それにリルディアなど本当に父上の子供であるのか疑わしいところですわ。あの娘は父上の面影すらも見当たらないくらい全く似てはおりませんし、母親が酒場の娘ですもの。母親のあれだけ男を誘う容姿があれば今まで沢山の男達を囲っていたに決まっておりますわよ! ですからリルディアの本当の父親はきっとその中の一人でーーー」
パッチンーーー
部屋には雷鳴の音ではなく軽い平手打ちの音が短く響く。そして突然ミレニアに両頬を軽く叩かれたアニエスと控えていた侍女達が唖然としてその場に固まり、ミレニアはそんなアニエスの頬を両手で当てたまま険しい表情で見つめる。
「アニエス、今の言葉は聞かなかった事にしますわ。勿論、この部屋での会話は私達の侍女達にも決して他言しない様、きつく厳命致します」
「ミレニア姉上!??」
「アニエス、貴女はまだまだ子供ね。何でも感情のままに口に出すのは子供の所作です。リルディアは間違いなく父上の血を引く子供です。それは国王である父上がご自分の実子として、はっきりと認知されています。今の貴女の発言は国王に対する最上級の『侮辱罪』であり、それは『不敬罪』などよりもより重い罪になるのですよ?
もし今の発言を国王や臣下達の前で申したならば、貴女は間違いなく王族から除籍されるばかりではなくこの国にもいられなくなるでしょう。もしくは最悪、罪人として幽閉されてもおかしくはありません。

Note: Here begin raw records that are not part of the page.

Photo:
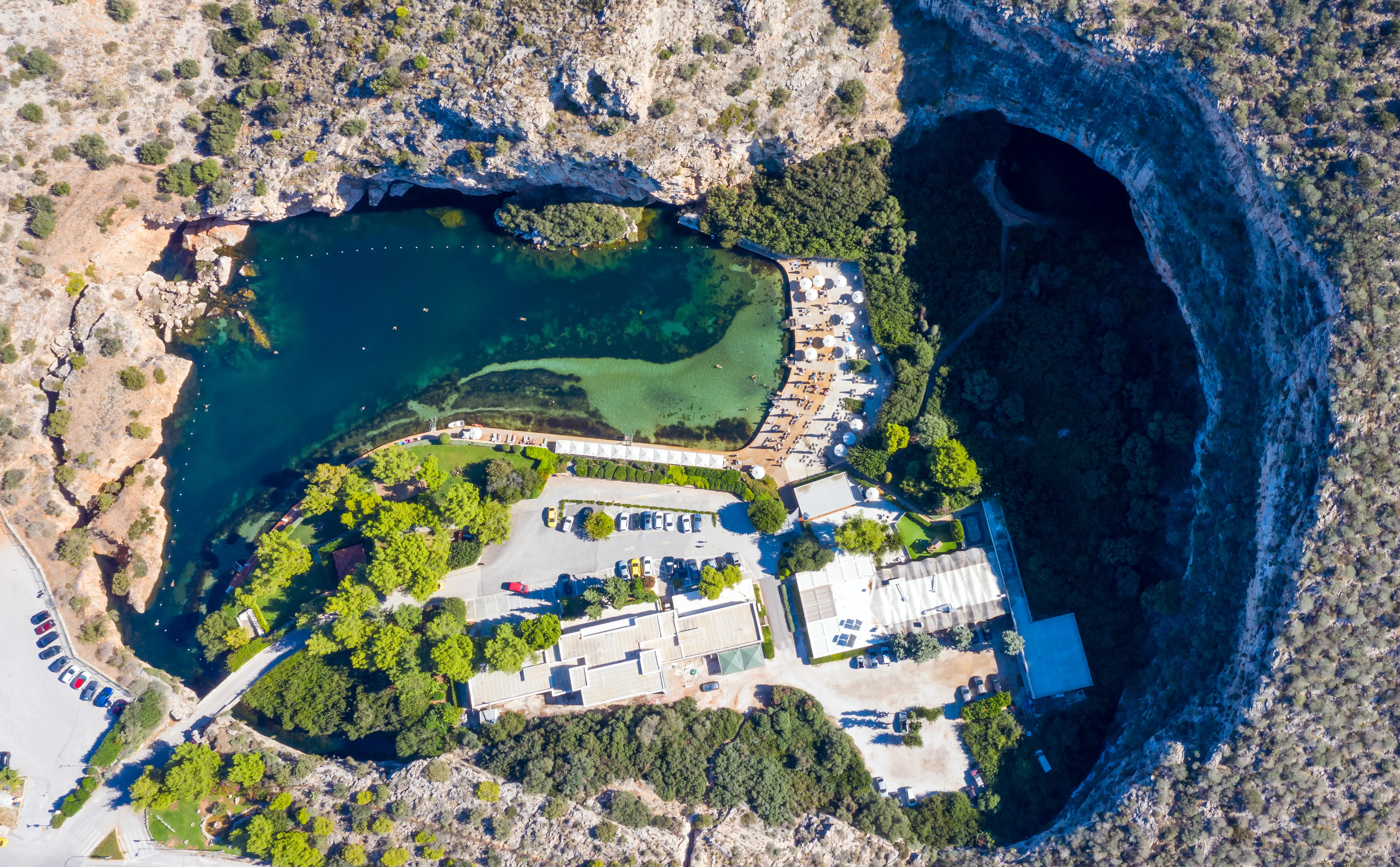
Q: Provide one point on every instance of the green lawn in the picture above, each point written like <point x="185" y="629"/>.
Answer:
<point x="178" y="827"/>
<point x="110" y="849"/>
<point x="924" y="540"/>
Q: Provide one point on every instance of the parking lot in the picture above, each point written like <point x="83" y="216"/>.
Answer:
<point x="540" y="557"/>
<point x="44" y="726"/>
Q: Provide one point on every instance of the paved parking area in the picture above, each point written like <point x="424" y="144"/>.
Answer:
<point x="44" y="726"/>
<point x="538" y="555"/>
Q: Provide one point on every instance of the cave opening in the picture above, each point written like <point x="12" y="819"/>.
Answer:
<point x="1077" y="395"/>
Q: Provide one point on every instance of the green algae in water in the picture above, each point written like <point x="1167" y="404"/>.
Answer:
<point x="597" y="341"/>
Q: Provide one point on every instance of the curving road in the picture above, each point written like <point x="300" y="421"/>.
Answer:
<point x="37" y="845"/>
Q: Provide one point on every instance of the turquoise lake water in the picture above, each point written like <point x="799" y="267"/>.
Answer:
<point x="378" y="323"/>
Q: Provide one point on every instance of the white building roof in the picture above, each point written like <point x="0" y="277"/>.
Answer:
<point x="825" y="496"/>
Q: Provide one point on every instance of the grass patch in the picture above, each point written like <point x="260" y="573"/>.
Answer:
<point x="924" y="540"/>
<point x="110" y="849"/>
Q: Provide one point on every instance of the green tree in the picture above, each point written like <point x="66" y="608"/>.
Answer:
<point x="768" y="515"/>
<point x="541" y="632"/>
<point x="598" y="526"/>
<point x="897" y="436"/>
<point x="861" y="536"/>
<point x="953" y="467"/>
<point x="247" y="770"/>
<point x="324" y="488"/>
<point x="453" y="658"/>
<point x="506" y="650"/>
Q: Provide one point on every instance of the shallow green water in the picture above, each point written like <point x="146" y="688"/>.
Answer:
<point x="381" y="321"/>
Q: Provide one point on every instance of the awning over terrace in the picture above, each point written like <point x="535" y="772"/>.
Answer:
<point x="656" y="454"/>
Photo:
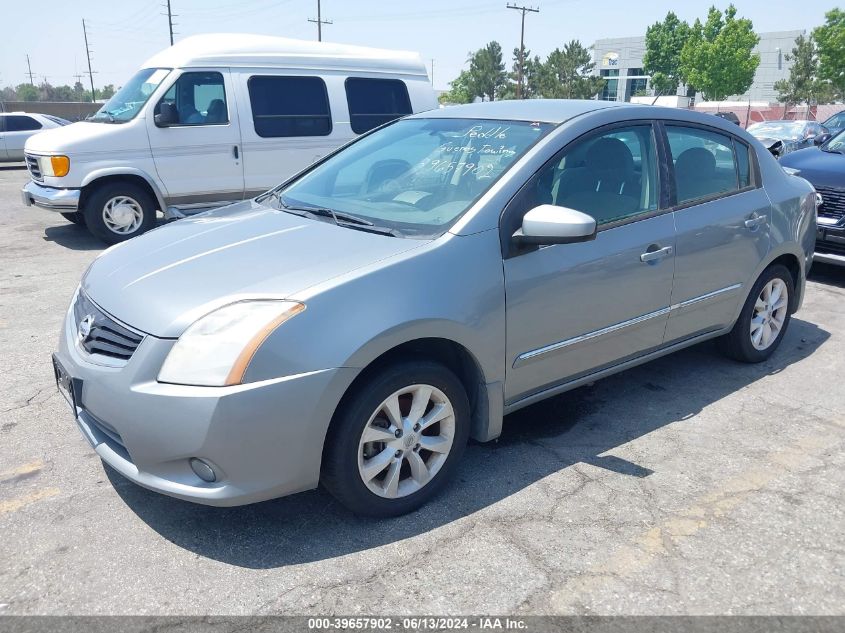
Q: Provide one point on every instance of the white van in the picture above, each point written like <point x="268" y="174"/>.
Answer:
<point x="215" y="119"/>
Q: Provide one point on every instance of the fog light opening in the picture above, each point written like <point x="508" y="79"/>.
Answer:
<point x="203" y="470"/>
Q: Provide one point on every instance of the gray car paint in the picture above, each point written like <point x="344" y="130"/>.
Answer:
<point x="367" y="294"/>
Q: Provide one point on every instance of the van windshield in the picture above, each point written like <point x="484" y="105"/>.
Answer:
<point x="416" y="176"/>
<point x="129" y="100"/>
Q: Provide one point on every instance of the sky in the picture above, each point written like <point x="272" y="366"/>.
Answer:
<point x="122" y="34"/>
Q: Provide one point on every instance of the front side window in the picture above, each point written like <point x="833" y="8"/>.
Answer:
<point x="704" y="163"/>
<point x="19" y="123"/>
<point x="611" y="176"/>
<point x="197" y="98"/>
<point x="129" y="100"/>
<point x="289" y="106"/>
<point x="417" y="176"/>
<point x="373" y="102"/>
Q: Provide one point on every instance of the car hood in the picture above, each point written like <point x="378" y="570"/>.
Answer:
<point x="822" y="169"/>
<point x="163" y="281"/>
<point x="78" y="138"/>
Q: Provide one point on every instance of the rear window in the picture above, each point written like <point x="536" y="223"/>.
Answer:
<point x="373" y="102"/>
<point x="289" y="106"/>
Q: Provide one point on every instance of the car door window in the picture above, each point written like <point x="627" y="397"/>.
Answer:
<point x="704" y="163"/>
<point x="19" y="123"/>
<point x="289" y="106"/>
<point x="199" y="99"/>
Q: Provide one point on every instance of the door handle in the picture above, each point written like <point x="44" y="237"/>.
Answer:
<point x="653" y="256"/>
<point x="755" y="221"/>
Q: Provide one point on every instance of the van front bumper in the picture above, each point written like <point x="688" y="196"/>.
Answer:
<point x="66" y="200"/>
<point x="263" y="440"/>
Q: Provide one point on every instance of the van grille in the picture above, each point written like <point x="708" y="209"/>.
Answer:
<point x="34" y="169"/>
<point x="106" y="336"/>
<point x="833" y="202"/>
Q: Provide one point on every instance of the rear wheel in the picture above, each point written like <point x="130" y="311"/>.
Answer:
<point x="119" y="211"/>
<point x="397" y="440"/>
<point x="764" y="319"/>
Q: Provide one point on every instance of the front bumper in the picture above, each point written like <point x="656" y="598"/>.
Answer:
<point x="264" y="439"/>
<point x="51" y="198"/>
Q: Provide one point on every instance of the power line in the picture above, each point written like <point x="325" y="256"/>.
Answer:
<point x="88" y="54"/>
<point x="521" y="71"/>
<point x="320" y="22"/>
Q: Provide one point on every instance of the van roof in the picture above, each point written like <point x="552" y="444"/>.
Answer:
<point x="264" y="51"/>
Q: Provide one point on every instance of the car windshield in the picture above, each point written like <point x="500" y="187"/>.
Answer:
<point x="778" y="129"/>
<point x="416" y="176"/>
<point x="129" y="100"/>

そうなったとしても母上も伯父上であるフォルセナ国王でさえも、そんな貴女を擁護する事が難しくなります。ですから国王の言葉を疑う発言は絶対に口に出してはなりません。
アニエス、大人になりなさい? そして自分を守る為の知識を身に付けるのです。たとえ王族であっても周りの人間が必ずしも我らの味方とは限らない。隙を見せればいつ足元を掬われるかも分からないーー貴族社会とはそういう世界なのです。
そして私達は国王の子ではあっても国王にとっては『戦略の駒』にしか過ぎません。利用価値がなければ簡単に切り捨てられます。私達の父親はそれが出来る人間なのですよ?」
するとアニエスは姉の手を振り払う様に首を振る。
「ミレニア姉上はいつもお考え過ぎなのですわ! それに私だって王室の人間としてそれくらいは十分に理解しております。ですから父上はリルディアも同じくご自分の『戦略の駒』としてセルリア王家に嫁がせるおつもりなのでしょう? それこそが貴族社会の常識ですもの。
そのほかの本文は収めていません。